Diana seemed destined for either obscurity or greatness from the moment of her birth. She disappointed her parents, who desperately wanted a son and heir, and spent her early childhood being more or less ignored in favor of her two older and brighter sisters and her younger brother. Her parents divorced when she was five or six, increasing Diana's isolation and insecurities. During these years she began to develop the maternal instincts for which she became famous and the vindictiveness and cunning for which she was also well known.Tina Brown does an excellent job of describing Diana's antecedents.
The Spencer family had been servants and supporters of the Crown for centuries, but as Brown makes clear, it was a Crown and Royal Family which they and other Whig aristocrats controlled and helped create beginning in the eighteenth century. Diana's family home was Althorp House, a magnificent mansion filled with portraits and memories of years of power and influence. Diana was very aware of her heritage and saw herself as a reinforcer and reviver of her family's fortunes.
Diana seems to have hoped and planned for a great marriage from an early age. Brown emphasizes Diana's determination to "keep herself tidy" during her teenage years, when most of her contemporaries were partaking of the benefits/problems of "the pre-AIDS sexual revolution". Diana's self-control paid off when Prince Charles decided that he needed to get married and needed to marry a girl without a history. Diana was in the right place at the right time, seemed innocent and malleable enough, and most importantly had the blessings of Charles' real love, Camilla Parker-Bowles.

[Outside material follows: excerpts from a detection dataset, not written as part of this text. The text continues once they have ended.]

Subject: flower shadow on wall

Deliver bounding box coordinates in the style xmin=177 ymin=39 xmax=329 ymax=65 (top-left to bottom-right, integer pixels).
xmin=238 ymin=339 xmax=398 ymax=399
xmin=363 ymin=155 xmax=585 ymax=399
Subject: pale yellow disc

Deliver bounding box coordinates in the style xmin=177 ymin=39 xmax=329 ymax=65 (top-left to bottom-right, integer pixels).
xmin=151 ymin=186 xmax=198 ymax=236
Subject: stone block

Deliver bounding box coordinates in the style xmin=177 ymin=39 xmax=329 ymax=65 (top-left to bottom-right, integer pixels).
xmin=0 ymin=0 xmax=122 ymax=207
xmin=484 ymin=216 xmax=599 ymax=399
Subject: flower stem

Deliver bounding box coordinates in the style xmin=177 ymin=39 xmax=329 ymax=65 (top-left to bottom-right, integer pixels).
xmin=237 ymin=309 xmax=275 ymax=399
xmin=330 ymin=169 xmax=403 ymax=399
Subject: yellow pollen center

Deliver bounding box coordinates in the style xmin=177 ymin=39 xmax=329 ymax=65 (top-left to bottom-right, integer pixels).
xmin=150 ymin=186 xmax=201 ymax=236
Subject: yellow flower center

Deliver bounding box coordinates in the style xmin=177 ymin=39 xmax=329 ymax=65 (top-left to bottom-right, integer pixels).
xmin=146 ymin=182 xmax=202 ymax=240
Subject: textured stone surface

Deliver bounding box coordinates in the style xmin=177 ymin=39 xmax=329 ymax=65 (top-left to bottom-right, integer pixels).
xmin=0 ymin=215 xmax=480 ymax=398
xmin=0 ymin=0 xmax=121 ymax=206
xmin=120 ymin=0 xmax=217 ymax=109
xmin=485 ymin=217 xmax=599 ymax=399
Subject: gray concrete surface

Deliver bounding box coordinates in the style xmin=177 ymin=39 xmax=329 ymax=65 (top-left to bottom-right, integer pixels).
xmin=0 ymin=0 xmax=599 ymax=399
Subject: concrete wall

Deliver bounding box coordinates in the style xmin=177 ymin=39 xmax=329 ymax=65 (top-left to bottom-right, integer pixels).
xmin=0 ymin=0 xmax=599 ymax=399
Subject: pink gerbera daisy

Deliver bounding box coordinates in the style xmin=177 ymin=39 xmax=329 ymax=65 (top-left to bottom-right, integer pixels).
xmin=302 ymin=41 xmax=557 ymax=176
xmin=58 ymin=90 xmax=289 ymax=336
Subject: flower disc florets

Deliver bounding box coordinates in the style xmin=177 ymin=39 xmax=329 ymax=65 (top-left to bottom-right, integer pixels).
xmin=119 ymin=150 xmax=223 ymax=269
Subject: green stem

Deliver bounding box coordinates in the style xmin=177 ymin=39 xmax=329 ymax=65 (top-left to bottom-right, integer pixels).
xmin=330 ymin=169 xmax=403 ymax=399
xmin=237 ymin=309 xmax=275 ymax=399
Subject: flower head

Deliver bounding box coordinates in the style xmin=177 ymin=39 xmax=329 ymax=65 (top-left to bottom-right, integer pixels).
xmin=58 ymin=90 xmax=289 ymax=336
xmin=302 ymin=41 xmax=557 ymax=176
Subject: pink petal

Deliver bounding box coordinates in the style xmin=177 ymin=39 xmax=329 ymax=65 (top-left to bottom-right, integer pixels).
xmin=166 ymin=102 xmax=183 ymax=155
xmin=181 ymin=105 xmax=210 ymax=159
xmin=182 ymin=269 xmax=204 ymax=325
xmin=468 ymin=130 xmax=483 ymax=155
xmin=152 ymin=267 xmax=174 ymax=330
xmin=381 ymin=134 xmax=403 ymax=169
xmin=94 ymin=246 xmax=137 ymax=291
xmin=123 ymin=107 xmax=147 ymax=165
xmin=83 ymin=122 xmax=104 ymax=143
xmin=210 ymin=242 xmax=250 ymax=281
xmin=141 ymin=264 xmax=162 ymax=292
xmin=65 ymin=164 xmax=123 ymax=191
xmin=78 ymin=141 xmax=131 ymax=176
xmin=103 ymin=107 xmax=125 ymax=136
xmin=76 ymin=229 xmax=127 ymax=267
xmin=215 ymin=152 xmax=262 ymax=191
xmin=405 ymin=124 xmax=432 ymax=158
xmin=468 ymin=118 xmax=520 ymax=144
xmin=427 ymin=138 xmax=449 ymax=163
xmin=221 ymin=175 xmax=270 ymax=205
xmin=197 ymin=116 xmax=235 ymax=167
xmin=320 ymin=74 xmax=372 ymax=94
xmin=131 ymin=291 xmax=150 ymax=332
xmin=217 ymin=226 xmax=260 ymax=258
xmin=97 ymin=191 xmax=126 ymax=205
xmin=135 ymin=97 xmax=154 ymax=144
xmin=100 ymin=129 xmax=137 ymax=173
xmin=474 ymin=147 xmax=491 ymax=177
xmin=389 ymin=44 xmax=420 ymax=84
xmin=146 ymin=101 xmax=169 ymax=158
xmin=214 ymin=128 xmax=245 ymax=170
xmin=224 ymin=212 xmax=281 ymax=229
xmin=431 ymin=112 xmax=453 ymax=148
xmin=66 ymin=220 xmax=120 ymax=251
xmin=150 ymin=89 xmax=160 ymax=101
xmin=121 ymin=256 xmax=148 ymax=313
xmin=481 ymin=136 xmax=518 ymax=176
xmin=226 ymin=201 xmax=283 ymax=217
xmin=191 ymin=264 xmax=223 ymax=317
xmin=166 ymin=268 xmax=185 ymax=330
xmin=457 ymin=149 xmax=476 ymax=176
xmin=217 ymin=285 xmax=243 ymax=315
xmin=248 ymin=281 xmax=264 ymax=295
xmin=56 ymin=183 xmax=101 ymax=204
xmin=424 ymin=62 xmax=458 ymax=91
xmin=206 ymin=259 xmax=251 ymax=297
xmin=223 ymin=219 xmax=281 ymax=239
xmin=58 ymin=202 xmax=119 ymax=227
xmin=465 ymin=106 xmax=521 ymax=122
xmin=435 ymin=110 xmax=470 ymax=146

After Diana's marriage reality quickly infringed on the fairy tale. Tina Brown does an equable job of detailing the numerous sins and errors of both Diana and Charles. Like most people she finally comes down on Diana's side, pointing out that had Charles been willing or able to give up Camilla forever Diana would happily have had 10 children by him and been content to become a willing and cooperative member of the House of Windsor. Brown also takes care to critically examine and in many cases debunk many of the stories Diana told about the miserable treatment meted out to her, so that Charles and the rest of the Royal Family come out far better than Diana intended.
The best parts of the book deal with Diana's final years and the tragedy of August 31, 1997. It was heartbreaking to read about and re-experience those sad days, but gratifying to see Brown's justification of and sympathy with the actions of the Royal Family during that time. I also appreciated Brown's sympathetic treatment of Diana's numerous physical and emotional problems, including bulimia. These chapters heightened my sympathy and concern for Diana's sons, who must still have psychic scars.
A main character in these "chronicles" is the media itself, an institution which Brown dissects with the shrewd, experienced eye of an insider, explaining "who's who" in the British newspaper and TV culture, the pecking order among various media players and organizations, and the priorities, jealousies and politics that drive the pursuit of celebrities such as Diana.
Another reason to read The Diana Chronicles is that it is a chronicle of our own recent history. Diana so dominated the popular press in Europe and America for so many years that everybody, even those who otherwise paid little attention to royalty, saw her as a familiar figure and acquaintance.